As to paragraph (3), the agency notes that there is some question as to whether a judge of the Court of Military Appeals is covered since that paragraph requires that, while engaged in the performance of his duties, he be subject to the supervision of an authority named by paragraph (1) or the Judicial Conference of the United States.

As the agency indicates, Court of Military Appeals judges do not appear to be under the supervision of the Judicial Conference of the United States. Thus, to be covered by paragraph (3) a judge of the Court of Military Appeals must be "subject to the supervision of an authority named by paragraph (1)." It appears that the only "authority" named therein that could be deemed to have supervisory authority over such a judge is the President.
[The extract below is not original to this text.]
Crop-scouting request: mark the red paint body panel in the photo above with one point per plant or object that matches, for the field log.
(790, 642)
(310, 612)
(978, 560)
We recognize as the agency points out, that Judge Sullivan has a great deal of independence in how he carries out his duties, and the President does not supervise him in the traditional employer-employee manner. However, as is noted previously, the President is the appointing official and his is the power of removal, although only for the statutorily stated reasons (neglect of duty, misconduct, or mental or physical disability). 10 U.S.C. Sec. 942(b) and (c), supra. Considering the type of position Judge Sullivan occupies, we think that this limited supervision in relation to the enumerated causes for removal is sufficient for the purposes of 5 U.S.C. Sec. 2104(a)(3).

Therefore, it is our view that Judge Sullivan is an "officer" within the meaning of 5 U.S.C. Sec. 2104(a) and as such is one of those exempted from the leave act by 5 U.S.C. Sec. 6301(2)(x)-(xiii). We believe this view is consistent with the legislative purpose of 5 U.S.C. Sec. 6301(2)(x)- (xiii), which is to except all presidentially appointed officers in the executive, legislative, and judicial branches of the government from the leave act. We see no reason why Congress would have intended an exception for judges of the Court of Military Appeals, and we do not think the statutes so provide.

Accordingly, payment for Judge Sullivan's annual leave should not be made at this time. His leave should remain to his credit until he separates from service, at which time payment may be made, or he again becomes subject to the leave act, at which time he should be recredited with the leave.